I hope this graphs shows the power of the One DSP, each “preset” offers a great alternative frequency response. IMO, this makes the Tanchjim One DSP an amazing first IEM for someone getting into the hobby.


This is the most interesting set of measurements for the Tanchjim One DSP:

  1. Stock Tuning ( using a non-DSP enabled cable)
    This provides a nice ‘warm’ sound for those who like a ‘fuller’ bass, so if that is your preference I suggest swapping the cable with a different IEM and possible tune that other IEM with DSP to your preference
  2. Default This is the default DSP settings without selecting a given profile. Its mostly pretty balanced with a slightly fuller midrange.
  3. Nature
    This tuning is the most dramatic, effectively reducing the bass to allow the midrange and treble to shine.
  4. Balanced
    This as the name implies is a balanced sound - less bass and less treble more midrange focused for a balanced sound
  5. Popular
    This is the one I mainly used it has that ‘harman target’ curve (as you will see below).
  6. Musical
    This one is probably the nearest to my own personal preference as its like the Popular one but with a little less bass and treble. Basically 1/2 way between the Popular (i.e. Harman) and the Balanced ( i.e. Flat ) sound.
Distortion Measurements:

With the DSP is enabled the 2nd harmonic is quiet high but less than the 1% audible range for ’even’ harmonics. The 3rd harmonic does creep up in the bass region when using the Popular (i.e. Harman ‘bass’) profile. But again the 3rd harmonic is below the 0.1% audibility range of ‘odd’ harmonics. TanchjimOneDistortion.jpg

The 3rd harmonic while still in-audible distortions is no doubt a side effect of using single Dynamic Driver. Therefore, if Tanchjim used the same technology with more say a double DD (like the Truthear Zero Red) or a DD+BA hybrid the amount of work the single DD has to do would be limited and the distortion levels would go down. But since its below audible thresholds it is not really a concern especially at this price point.

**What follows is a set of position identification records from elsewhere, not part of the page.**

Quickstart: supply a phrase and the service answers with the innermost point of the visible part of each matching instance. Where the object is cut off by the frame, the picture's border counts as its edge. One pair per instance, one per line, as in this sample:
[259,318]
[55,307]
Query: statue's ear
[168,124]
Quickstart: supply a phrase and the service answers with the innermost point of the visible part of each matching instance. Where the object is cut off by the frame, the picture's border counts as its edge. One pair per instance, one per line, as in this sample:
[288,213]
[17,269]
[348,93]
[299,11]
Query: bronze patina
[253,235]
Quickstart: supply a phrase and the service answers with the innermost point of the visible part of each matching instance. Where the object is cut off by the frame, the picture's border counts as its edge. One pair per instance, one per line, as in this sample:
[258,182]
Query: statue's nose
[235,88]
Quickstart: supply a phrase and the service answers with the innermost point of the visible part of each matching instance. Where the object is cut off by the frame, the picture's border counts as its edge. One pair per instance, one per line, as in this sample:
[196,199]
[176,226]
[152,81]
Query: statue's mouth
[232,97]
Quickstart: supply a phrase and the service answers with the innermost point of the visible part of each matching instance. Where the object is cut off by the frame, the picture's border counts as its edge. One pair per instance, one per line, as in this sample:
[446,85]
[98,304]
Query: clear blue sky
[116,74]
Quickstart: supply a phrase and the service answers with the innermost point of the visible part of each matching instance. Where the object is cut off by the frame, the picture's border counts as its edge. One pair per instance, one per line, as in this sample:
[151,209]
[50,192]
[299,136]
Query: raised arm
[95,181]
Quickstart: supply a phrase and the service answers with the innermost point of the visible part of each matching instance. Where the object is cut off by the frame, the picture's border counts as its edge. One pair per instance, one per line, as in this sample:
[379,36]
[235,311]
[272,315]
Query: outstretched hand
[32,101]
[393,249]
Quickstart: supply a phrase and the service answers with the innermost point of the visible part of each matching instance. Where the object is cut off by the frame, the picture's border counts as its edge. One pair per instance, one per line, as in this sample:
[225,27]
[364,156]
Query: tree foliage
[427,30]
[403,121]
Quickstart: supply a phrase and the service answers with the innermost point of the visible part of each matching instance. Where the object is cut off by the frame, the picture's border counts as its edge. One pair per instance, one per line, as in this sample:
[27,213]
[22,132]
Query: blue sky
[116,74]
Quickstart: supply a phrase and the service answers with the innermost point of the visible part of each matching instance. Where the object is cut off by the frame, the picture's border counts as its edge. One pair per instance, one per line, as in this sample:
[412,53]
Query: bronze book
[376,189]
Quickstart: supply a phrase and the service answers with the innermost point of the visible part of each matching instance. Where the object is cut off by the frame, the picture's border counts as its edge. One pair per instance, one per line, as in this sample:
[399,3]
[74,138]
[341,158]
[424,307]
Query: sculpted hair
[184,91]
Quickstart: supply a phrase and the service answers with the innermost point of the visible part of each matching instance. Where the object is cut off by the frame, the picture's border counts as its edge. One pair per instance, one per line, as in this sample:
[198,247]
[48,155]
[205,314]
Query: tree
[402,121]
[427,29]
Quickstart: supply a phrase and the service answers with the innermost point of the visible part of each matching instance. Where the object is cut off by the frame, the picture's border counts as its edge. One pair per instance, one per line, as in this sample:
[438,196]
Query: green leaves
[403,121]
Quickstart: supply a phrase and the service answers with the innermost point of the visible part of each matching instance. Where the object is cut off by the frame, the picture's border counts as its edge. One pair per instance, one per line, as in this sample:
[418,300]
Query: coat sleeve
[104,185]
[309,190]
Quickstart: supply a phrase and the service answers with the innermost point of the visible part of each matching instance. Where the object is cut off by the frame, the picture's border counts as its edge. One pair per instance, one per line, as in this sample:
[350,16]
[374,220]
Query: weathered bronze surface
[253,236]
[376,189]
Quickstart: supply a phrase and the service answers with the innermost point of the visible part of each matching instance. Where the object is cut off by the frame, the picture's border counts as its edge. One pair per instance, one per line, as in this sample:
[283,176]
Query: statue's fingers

Comparison to the Harman Target:

As you can see from this graph the “balanced” profile is an excellent match for the Harman IE target with a slight roll off in the sub-bass frequencies: tanchjim-harman-aligned.jpg

Note: I would like to see a 10 band PEQ in the next generation of these devices as I feel that would help with tweaks in the treble frequency range.


While I gave the One DSP a sound/measurement rating 4 due to the level of distortion, but I still felt this is a tremendous pragmatic device, so I gave an overall pragmatic rating of 5 stars as I feel it is a glimpse of the future. I feel Tanchjim will ultimately release more expensive models with a better quality cable, more drivers and an upgraded DSP with a 10 band PEQ but for less than $30 the One DSP is a glimpse of the future.


The Tanchjim One DSP is a fantastic IEM for its price, it has a great ‘default’ tuning but with the additional ‘superpowers’ of DSP ‘profiles’ within the Tanchjim Android app you get everything you need to enjoy your music no matter what your audio ‘preferences’. It is a high recommended IEM for those who enjoy their music and like to investigate different sound profiles.